Real Maps for Places That Never Existed
The Library of Congress treats maps of imaginary places as real cartographic objects, from literary worlds to allegorical landscapes.
Fiction still needs geography
A made-up place becomes easier to believe once it has a coastline, a mountain range, and a road that bends around a river. That is why imaginary maps keep showing up in books. They make invention feel navigable.
The Library of Congress has treated these objects seriously for years. Its map specialists have written about fictional and allegorical maps not as throwaway illustrations, but as part of the history of how people organize invented worlds.

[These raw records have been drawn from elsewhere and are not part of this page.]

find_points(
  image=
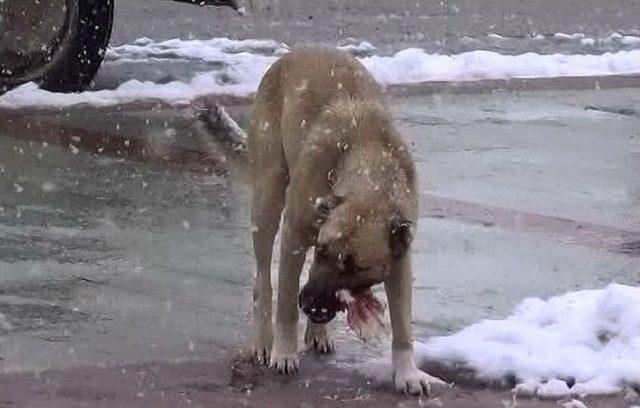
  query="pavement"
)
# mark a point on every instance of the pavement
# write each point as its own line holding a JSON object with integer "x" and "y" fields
{"x": 125, "y": 258}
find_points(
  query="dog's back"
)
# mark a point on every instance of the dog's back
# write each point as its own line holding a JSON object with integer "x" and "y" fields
{"x": 307, "y": 84}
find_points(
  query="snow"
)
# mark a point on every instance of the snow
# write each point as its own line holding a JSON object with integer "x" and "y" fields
{"x": 237, "y": 67}
{"x": 592, "y": 336}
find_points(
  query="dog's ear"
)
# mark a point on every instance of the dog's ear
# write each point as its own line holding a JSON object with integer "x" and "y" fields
{"x": 400, "y": 235}
{"x": 323, "y": 207}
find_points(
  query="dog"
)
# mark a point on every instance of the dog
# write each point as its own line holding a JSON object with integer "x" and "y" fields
{"x": 325, "y": 158}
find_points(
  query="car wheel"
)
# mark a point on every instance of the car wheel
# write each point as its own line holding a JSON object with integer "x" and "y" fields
{"x": 58, "y": 44}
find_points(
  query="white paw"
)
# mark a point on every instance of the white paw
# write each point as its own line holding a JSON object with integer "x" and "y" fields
{"x": 263, "y": 342}
{"x": 318, "y": 337}
{"x": 284, "y": 354}
{"x": 284, "y": 362}
{"x": 413, "y": 381}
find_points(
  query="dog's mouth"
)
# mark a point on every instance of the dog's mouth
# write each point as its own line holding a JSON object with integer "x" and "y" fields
{"x": 364, "y": 311}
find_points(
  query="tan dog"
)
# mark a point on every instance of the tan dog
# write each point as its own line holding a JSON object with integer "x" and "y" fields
{"x": 323, "y": 149}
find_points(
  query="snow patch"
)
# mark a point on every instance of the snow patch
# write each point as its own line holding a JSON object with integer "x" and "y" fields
{"x": 238, "y": 66}
{"x": 591, "y": 337}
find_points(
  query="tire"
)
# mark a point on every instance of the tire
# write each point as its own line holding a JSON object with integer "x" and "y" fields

A map can be evidence of how a story works
A literary map does not prove that a place exists. It proves that the place has rules. It shows what the author, publisher, or reader thought mattered: borders, routes, landmarks, distances, danger zones, and centers of power.
That is why imaginary maps can feel oddly practical. They are not only decoration. They are reading tools. A fantasy kingdom, a moral allegory, or a fictional county becomes a system that someone can study.
The strange dignity of unreal places
Putting imaginary maps in a library catalog gives them a peculiar dignity. They sit near maps of countries, oceans, and cities, but they describe places built from language and belief.
That is the charm. The map says: this did not happen in the physical world, but it happened somewhere in the shared machinery of culture. It was real enough that someone drew the roads.